I due giovani si scossero, si guardarono, e fecero un passo l’uno verso l’altro.
— Dunque? — domandò la madre con un sorriso, guardando prima l’una e poi l’altro. — Animo, a braccetto. —
Cesare porse il braccio alla sposa, essa vi appoggiò il suo, e tutti e due accompagnarono collo sguardo quell’atto come se avessero dovuto fare qualcosa di difficile o di strano: tremavano.
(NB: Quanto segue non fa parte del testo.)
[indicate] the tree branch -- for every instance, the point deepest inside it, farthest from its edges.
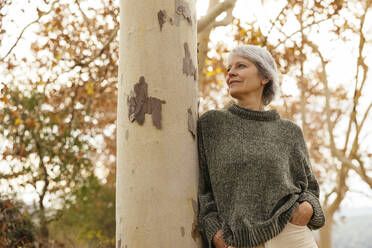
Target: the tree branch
(216, 11)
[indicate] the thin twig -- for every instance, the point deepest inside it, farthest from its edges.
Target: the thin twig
(28, 25)
(106, 44)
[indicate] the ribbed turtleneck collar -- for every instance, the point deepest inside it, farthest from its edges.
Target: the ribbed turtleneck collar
(258, 115)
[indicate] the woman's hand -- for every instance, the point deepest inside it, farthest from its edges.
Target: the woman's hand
(218, 240)
(302, 214)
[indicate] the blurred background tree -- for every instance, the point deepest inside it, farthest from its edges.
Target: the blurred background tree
(58, 107)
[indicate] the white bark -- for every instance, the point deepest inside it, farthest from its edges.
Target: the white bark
(157, 167)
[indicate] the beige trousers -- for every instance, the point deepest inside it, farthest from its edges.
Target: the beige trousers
(292, 236)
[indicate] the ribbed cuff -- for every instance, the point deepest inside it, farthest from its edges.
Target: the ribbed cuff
(318, 218)
(211, 226)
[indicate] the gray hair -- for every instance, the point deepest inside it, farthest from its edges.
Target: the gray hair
(265, 64)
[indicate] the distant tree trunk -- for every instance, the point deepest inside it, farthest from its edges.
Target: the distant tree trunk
(157, 112)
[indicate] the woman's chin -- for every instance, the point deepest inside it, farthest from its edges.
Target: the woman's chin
(234, 93)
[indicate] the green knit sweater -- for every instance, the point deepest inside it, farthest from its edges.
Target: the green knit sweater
(254, 172)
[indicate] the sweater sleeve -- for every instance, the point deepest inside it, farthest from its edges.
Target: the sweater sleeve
(311, 194)
(208, 214)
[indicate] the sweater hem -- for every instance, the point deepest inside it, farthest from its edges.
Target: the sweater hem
(251, 237)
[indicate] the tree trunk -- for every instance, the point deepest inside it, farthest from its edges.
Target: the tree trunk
(44, 232)
(325, 240)
(157, 111)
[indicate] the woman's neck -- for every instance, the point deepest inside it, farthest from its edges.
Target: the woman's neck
(251, 105)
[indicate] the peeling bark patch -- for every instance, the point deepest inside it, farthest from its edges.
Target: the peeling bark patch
(163, 18)
(162, 15)
(198, 107)
(195, 207)
(188, 66)
(139, 104)
(191, 123)
(183, 9)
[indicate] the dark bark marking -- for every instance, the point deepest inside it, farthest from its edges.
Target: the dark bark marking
(188, 66)
(191, 122)
(195, 229)
(139, 104)
(183, 9)
(162, 15)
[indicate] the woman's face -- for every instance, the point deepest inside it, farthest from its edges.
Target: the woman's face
(243, 78)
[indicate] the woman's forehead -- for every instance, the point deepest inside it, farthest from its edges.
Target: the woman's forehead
(236, 59)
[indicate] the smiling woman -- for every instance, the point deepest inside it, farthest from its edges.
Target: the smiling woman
(256, 185)
(252, 69)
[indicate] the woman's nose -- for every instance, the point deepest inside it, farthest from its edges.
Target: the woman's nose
(231, 72)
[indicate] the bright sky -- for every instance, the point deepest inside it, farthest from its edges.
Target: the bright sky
(341, 55)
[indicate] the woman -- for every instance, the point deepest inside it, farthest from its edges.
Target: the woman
(256, 185)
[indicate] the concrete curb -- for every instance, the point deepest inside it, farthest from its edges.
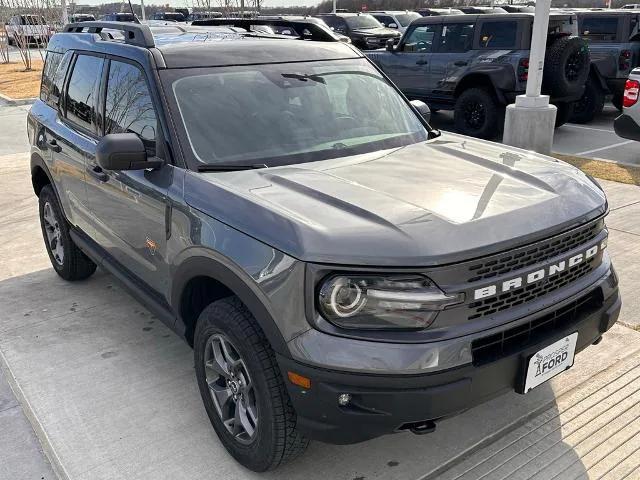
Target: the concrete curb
(14, 102)
(41, 435)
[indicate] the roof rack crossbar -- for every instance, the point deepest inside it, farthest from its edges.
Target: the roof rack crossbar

— Avanti, — disse la madre.
Fecero due o tre passi per uscire; poi s’accorsero che s’erano scordati di salutare il colonnello, voltarono la testa indietro tutti e due dalla stessa parte, e s’incontraron coi visi. Tutti sorrisero, Luisa arrossì. — Dio v’accompagni, ragazzi, — disse il colonnello alzandosi per vederli andar via. Gli sposi s’allontanarono camminando a passi incerti e ineguali; dietro a loro i parenti e gli amici; la madre e il colonnello si scambiarono un sorriso, come per dire: — Poveri giovani, non han più la testa a segno.
— Dio v’accompagni, — ripetè il colonnello rimasto solo, guardando il cancello per cui erano usciti.
La lieta comitiva era già un pezzo innanzi giù per la strada del colle.